Il ritorno dei Warriors, serie sul 3-1: King LBJ a un passo dalla quinta finale perduta

Si erano semplicemente presi una pausa. Sì, in gara-3 delle Nba Finals 2016 i Golden State Warriors si erano semplicemente presi una pausa, perché erano stati troppo molli per essere veri, su entrambi i lati del campo. Soltanto così, i Cleveland Cavaliers avevano potuto dimezzare lo svantaggio nella serie, perché a parità di energia, intensità e concentrazione i campioni in carica sono troppo più squadra rispetto a LeBron James e compagni: più profondi, innanzitutto; e poi, comunque, dotati di un maggior talento diffuso, esaltato da un sistema di gioco fatto apposta, invece, per destabilizzare le certezze degli avversari.

Gara-4 di stanotte, dunque, ha rimesso le cose al loro posto, con i Warriors capaci di espugnare la Quicken Loans Arena con una certa sicurezza (108-97 il punteggio finale), allungare sul 3-1 nella serie e far partire l’organizzazione della festa per il titolo che, presumibilmente, potrebbe arrivare già al termine della prossima gara-5, sul parquet casalingo di Oakland. La buona notizia per Steve Kerr e il suo staff è che stanotte hanno firmato “presente” anche le due stelle della squadra, gli “splash brothers” Stephen Curry e Klay Thompson, autori rispettivamente di 38 (con 7 su 13 da tre) e 25 punti, ma soprattutto coinvolti e convinti come mai nelle precedenti tre gare di finale. Accanto a loro, però, sono stati decisivi il solito monumentale Andre Iguodala (una specie di computer, in attacco ma soprattutto in difesa), un Harrison Barnes da 14 punti, il consueto “termometro emotivo” Draymond Green (12 rimbalzi), il sempre utilissimo Shaun Livingston e persino protagonisti inattesi pescati da Kerr dal fondo della panchina, come per esempio l’inedito a questi livelli James McAdoo e, ancora di più, il “fighter” brasiliano Anderson Varejao, autore di tre giocate “sporchissime” a rimbalzo offensivo decisive nella seconda metà dell’ultimo quarto.

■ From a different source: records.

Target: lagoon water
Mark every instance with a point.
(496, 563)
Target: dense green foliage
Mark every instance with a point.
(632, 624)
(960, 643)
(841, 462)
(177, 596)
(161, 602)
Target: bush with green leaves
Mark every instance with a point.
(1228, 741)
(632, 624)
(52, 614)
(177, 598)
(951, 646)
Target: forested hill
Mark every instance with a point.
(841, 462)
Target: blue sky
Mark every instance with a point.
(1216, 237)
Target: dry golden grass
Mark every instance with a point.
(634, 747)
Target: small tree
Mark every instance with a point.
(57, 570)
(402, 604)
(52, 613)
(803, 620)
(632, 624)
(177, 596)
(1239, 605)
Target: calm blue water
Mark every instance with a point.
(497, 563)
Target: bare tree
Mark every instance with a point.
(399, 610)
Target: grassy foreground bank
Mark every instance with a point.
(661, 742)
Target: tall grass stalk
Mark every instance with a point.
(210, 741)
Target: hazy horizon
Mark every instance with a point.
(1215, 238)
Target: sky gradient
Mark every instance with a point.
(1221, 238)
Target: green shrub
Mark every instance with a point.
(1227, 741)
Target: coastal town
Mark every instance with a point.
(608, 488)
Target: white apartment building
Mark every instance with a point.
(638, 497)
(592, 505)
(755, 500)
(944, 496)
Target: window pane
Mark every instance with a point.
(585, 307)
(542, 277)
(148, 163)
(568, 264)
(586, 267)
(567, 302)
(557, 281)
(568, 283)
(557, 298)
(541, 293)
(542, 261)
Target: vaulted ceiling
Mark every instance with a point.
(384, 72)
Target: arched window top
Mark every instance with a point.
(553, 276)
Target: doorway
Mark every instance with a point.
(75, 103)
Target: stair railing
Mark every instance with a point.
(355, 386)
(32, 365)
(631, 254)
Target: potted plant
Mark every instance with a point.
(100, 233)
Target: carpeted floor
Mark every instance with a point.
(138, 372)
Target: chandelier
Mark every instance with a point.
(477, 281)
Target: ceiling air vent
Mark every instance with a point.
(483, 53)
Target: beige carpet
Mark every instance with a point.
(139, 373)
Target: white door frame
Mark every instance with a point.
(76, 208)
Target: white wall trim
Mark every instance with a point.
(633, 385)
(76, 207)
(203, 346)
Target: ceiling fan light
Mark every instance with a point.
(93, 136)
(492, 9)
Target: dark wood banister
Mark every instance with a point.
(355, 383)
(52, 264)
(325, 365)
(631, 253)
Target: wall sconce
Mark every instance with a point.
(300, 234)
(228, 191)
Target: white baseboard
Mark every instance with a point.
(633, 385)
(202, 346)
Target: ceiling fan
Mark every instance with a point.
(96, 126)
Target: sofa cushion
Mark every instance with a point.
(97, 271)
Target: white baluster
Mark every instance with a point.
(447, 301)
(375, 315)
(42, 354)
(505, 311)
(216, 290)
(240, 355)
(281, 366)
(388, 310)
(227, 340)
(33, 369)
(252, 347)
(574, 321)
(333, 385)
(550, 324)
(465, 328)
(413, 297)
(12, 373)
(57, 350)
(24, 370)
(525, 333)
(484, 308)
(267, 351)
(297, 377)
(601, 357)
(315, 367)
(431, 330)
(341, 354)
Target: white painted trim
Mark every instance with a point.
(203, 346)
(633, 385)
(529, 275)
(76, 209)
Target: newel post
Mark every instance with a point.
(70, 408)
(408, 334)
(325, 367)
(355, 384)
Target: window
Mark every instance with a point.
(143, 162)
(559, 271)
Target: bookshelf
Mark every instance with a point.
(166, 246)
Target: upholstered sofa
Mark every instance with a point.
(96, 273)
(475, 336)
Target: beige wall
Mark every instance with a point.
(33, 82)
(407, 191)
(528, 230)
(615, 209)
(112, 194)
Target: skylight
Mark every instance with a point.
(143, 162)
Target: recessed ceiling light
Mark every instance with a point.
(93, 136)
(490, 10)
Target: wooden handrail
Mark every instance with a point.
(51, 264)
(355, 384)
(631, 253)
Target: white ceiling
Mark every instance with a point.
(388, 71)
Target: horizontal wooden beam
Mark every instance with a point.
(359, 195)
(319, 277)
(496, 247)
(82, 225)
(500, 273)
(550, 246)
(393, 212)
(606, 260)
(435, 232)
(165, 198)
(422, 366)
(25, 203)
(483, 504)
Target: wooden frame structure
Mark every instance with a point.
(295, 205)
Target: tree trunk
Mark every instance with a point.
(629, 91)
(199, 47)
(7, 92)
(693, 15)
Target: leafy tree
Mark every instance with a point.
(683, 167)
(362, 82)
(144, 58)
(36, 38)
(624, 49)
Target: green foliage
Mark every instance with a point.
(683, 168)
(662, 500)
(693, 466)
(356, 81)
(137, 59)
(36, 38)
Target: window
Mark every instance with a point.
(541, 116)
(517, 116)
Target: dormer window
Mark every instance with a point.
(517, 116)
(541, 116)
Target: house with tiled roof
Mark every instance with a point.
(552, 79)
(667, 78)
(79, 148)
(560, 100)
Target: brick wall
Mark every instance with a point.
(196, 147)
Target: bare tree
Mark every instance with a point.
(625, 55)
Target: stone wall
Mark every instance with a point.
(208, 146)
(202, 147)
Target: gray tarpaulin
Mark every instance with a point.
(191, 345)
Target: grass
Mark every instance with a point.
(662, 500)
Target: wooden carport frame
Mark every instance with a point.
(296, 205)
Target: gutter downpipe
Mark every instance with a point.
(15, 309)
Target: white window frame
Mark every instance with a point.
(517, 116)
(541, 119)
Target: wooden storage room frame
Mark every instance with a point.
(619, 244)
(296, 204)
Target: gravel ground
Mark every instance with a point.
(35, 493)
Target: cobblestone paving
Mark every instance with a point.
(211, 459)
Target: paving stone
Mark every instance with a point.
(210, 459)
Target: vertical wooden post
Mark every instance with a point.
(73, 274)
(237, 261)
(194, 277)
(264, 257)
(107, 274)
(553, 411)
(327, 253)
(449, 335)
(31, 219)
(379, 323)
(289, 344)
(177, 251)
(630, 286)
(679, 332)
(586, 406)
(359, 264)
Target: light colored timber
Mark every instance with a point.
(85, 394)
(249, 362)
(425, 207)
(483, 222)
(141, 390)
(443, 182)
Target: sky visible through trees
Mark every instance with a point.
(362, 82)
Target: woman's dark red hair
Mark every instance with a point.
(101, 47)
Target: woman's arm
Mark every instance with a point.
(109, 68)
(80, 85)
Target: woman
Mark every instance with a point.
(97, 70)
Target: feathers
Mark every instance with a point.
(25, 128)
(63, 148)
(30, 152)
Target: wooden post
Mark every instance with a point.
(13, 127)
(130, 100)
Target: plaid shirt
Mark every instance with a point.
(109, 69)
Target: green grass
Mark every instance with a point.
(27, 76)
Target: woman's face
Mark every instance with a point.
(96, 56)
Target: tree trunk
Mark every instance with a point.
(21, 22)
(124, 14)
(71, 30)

Il numero-chiave del match è stato il 17 su 36 dei Warriors da tre punti, nuovo record delle Nba Finals per triple andate a segno. Ma, a proposito del contributo di Varejao, proprio la maggiore solidità a rimbalzo nei momenti topici del match e una difesa che ha chiuso a Cleveland tutti i varchi grazie a continui cambi da capogiro hanno fatto la differenza rispetto a una prima metà di gara nella quale, invece, a dominare sotto le plance erano stati i Cavaliers, soprattutto con Tristan Thompson (5 rimbalzi offensivi nel solo primo quarto, da lì in poi più nulla!) e col rientrante Kevin Love (11 punti), tanto da chiudere avanti di cinque alla sirena dell’intervallo, 55-50. Nella seconda metà, però, il parziale è diventato 58-42 per Golden State, che in particolar modo nel terzo quarto è riuscita a ribaltare totalmente l’inerzia della partita, facendo crescere paurosamente l’intensità in difesa e mantenendo una buona efficacia in attacco.

Iguodala (anche 7 assist per lui) e Green hanno saputo contenere molto bene (e innervosire) LeBron James che, nonostante numeri quasi da tripla doppia (25 punti, 13 rimbalzi e 9 assist), non è riuscito a fare la differenza che invece sarebbe servita per dare qualche speranza ai suoi. Accanto a lui, poi, s’è distinto soltanto il miglior Kyrie Irving della serie (34 punti), mentre il resto della squadra non è stato all’altezza lungo i 48 minuti. Inoltre, dalla panchina, coach Tyronn Lue non ha pescato nessun jolly inatteso, a differenza di quanto fatto ancora una volta dall’ottimo Kerr. E adesso per King James s’avvicina lo spettro della quinta finale Nba persa in carriera.